Fat Loss without Losing Muscle:

If your goal is fat loss and muscle maintenance, you may be able to take protein intake as low as ~1.0-1.2 g/kg with a lot of training on board [6, 9-11]. However, if you are highly trained with a significant amount of muscle it is likely in your best interest to stay above 1.6-1.8 g/kg during a cutting phase and, in my opinion, although it is potentially unlikely, in some circumstances why not try to shoot the moon and recomp anyways (this likely becomes increasingly less and less likely the leaner and more trained someone becomes) [12-16].

Weight and Muscle Maintenance with Endurance Training:

If you are not looking to lose or gain weight and just want to maintain muscle mass and you are into endurance training, you likely want to stay above 1.2 g/kg and with higher endurance training volumes you may want to keep it above 1.4 to 1.6 g/kg [17-19].

Weight and Muscle Maintenance for Life:

If you are not looking to lose or gain weight and just want to maintain muscle mass for functionality throughout the life course, and you are under the age of 60, you may be able to take your protein intake as low as 1.0 g/kg [20]. If you are over the age of 60, 1.2 g/kg per day is the lowest I would comfortably go [20, 21].

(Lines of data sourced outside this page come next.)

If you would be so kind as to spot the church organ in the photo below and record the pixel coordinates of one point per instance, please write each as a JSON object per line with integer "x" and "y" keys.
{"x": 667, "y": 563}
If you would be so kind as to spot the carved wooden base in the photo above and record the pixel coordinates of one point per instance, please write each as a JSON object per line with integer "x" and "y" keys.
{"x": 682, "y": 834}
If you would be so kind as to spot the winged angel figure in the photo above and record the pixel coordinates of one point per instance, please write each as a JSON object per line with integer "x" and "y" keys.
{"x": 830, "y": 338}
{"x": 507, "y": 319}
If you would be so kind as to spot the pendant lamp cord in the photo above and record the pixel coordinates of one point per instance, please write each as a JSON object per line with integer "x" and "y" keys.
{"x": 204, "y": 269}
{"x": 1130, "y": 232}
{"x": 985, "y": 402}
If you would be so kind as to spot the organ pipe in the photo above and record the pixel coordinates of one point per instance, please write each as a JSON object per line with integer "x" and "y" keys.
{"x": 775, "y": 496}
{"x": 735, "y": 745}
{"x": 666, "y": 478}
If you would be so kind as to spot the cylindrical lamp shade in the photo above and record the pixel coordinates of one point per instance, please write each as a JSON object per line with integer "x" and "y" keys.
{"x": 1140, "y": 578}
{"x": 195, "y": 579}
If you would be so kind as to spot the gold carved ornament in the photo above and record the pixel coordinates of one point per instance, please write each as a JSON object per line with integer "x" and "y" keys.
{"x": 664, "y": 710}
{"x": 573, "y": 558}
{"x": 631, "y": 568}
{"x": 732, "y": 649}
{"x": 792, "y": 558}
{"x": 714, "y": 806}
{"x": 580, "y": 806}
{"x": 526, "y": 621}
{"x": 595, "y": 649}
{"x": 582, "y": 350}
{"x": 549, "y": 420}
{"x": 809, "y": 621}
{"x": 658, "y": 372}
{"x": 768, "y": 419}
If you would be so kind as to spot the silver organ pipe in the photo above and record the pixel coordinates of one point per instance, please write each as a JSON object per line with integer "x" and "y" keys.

Those last three are probably significantly lower than most people in the nutrition and fitness world expected and I truly do embrace these lower amounts because they honestly give us more freedom to find individualized options that work better for more people!

All of the above scenarios are framed with the assumption that individuals are consuming high-quality, complete protein sources and strenuously fighting gravity (ideally through resistance training) multiple times per week. Vegan diets would likely need more protein while being mindful of food combinations to ensure a complete amino acid profile with enough leucine [20, 22]. However, with cooking and fermentation techniques [23, 24] coupled with food selection [25], it is very likely possible to meet these requirements with only plants.

As we have discussed previously HERE, without exercise the weight you lose on a diet will likely be 22-46% muscle [26, 27], and it does not appear that any amount of additional protein without exercise is going to completely attenuate muscle loss on a diet [28-32].

Additionally, without exercise, you will progressively lose strength and muscle mass as you age. However, with exercise, it is possible to maintain muscle mass throughout the life course [33, 34].

Finally, you don’t gain significant amounts of functional muscular tissue just by eating more protein. You have to challenge the system with resistance training and a program that invokes progressive overload.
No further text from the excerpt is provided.